To be more precise: I have an event that happens. The outcome of that event is divided into several probabilistic events. For example: There's a 1/128 chance that A happens, a 1/64 chance that B happens, and otherwise C happens.
When evaluating this event in a computer program, is it correct to:
- Roll a random number between [0,1) to check if it's < 1/128 -> if so A happens
- If not we roll again between [0,1) to check if it's < 1/64 -> if so B happens
- If not C happens
I feel like this is incorrect because if we know A happens, the odds of B happening increase, thus steps 2 and 3 are then not valid anymore.
Could anyone verify this and suggest a better algorithm of evaluating such events?
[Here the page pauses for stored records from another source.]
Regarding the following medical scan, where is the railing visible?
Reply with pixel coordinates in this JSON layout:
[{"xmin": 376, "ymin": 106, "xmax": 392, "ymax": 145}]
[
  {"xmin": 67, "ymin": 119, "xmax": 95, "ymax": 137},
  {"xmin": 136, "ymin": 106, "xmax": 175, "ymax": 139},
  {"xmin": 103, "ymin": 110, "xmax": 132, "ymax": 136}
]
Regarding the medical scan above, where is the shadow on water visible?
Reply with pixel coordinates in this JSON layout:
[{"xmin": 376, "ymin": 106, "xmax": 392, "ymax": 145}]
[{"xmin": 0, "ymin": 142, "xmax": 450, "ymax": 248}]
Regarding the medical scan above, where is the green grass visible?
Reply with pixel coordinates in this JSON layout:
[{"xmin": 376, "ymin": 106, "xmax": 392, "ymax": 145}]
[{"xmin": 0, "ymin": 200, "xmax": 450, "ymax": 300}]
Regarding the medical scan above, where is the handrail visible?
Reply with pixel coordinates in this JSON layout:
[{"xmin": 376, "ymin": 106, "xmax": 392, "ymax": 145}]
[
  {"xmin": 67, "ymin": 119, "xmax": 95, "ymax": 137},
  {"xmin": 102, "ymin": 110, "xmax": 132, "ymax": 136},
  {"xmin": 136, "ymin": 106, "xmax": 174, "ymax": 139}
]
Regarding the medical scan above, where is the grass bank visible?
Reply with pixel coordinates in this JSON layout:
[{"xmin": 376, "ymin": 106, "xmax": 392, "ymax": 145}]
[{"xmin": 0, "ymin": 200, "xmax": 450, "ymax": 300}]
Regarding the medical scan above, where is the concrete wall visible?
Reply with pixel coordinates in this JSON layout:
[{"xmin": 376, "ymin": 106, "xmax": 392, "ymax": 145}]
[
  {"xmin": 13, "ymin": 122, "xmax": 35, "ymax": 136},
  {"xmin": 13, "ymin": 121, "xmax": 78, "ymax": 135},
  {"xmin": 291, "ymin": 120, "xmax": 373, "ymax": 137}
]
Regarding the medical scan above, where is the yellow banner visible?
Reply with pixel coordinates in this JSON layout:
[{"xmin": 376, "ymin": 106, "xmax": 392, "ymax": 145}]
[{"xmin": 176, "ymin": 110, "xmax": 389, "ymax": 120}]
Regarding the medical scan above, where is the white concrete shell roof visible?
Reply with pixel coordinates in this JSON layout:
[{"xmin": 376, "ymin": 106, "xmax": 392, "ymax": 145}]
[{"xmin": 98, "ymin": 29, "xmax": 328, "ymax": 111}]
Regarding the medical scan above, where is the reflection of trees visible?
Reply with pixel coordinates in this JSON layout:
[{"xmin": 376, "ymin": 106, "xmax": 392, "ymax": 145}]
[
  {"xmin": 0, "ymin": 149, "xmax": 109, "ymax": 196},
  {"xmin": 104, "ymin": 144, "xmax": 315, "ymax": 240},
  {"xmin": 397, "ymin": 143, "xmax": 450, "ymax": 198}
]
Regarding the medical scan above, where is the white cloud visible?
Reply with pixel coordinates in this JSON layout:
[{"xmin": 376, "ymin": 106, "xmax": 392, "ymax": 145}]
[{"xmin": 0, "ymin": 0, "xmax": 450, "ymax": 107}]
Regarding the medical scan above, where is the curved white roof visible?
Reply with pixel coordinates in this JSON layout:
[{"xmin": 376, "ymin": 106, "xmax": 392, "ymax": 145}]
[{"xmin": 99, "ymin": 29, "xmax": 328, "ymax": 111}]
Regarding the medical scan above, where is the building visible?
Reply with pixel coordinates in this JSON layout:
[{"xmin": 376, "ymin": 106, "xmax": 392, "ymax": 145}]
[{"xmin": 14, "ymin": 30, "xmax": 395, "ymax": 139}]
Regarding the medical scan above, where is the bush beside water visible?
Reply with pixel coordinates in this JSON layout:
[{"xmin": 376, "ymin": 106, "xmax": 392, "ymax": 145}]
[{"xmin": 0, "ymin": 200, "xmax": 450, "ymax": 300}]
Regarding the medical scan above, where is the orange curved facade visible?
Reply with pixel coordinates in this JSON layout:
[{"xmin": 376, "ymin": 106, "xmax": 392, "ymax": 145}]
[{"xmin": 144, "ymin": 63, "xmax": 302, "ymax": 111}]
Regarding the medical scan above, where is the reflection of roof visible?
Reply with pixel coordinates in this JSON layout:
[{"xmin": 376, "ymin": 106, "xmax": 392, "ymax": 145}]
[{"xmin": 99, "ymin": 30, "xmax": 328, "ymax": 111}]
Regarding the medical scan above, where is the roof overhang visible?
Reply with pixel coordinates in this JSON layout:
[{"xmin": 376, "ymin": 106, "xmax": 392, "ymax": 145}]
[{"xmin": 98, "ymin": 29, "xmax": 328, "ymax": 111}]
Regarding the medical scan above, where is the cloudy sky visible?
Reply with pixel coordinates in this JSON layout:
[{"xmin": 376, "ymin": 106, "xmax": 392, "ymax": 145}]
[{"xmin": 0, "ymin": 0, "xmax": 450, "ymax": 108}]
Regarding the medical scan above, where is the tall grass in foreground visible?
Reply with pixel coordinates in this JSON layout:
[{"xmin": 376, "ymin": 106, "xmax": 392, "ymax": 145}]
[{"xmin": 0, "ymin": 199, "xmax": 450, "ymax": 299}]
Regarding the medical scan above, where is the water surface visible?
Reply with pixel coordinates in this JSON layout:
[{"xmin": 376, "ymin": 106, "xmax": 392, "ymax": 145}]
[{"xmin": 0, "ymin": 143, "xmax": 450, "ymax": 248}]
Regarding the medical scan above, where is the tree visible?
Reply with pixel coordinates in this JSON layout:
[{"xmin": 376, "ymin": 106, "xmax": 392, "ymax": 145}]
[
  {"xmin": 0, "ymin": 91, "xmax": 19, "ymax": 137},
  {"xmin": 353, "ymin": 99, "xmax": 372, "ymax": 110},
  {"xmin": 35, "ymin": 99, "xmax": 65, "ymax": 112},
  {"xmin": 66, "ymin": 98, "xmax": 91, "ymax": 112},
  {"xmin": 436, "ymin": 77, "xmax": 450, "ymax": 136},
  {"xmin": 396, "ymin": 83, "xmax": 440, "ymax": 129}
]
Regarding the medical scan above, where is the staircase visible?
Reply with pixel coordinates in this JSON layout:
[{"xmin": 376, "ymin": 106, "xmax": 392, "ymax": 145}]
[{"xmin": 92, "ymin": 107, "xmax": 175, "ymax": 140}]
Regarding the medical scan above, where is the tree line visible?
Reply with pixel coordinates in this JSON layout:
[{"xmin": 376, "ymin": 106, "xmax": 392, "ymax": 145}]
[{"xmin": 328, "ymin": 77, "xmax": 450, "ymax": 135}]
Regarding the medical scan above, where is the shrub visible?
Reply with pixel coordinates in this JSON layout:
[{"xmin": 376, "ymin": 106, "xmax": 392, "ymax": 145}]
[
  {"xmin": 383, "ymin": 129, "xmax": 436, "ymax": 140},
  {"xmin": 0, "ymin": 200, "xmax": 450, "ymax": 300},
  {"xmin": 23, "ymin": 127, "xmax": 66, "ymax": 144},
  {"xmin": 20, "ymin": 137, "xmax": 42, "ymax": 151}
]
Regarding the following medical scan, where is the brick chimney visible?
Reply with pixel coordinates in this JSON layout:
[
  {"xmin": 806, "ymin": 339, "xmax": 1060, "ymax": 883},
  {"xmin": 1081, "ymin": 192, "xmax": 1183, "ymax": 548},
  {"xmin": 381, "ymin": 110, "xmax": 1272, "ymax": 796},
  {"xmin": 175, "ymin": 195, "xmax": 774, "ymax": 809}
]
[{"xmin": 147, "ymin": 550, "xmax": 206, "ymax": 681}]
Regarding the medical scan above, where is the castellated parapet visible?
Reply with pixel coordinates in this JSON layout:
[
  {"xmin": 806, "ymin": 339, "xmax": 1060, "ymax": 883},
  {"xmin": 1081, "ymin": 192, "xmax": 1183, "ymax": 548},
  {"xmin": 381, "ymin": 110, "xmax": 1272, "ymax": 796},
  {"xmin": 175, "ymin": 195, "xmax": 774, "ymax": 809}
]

Thanks!
Correcting a typo from a prior comment:
Your method does not work because your events $A,B$ would overlap (if the random number is less than $\frac 1{128}$ then both $A,B$ occur).
A variant which does work:
(assuming a random number, $\alpha$, uniform on $[0,1]$ has been selected)
If $\alpha$ is $≤\frac 1{128}$ then $A$.
If $\frac 1{128}< \alpha < \frac 1{128}+\frac 1{64}$ then $B$.
If $\alpha$ is $≥ \frac 1{128}+\frac 1{64}$ then $C$.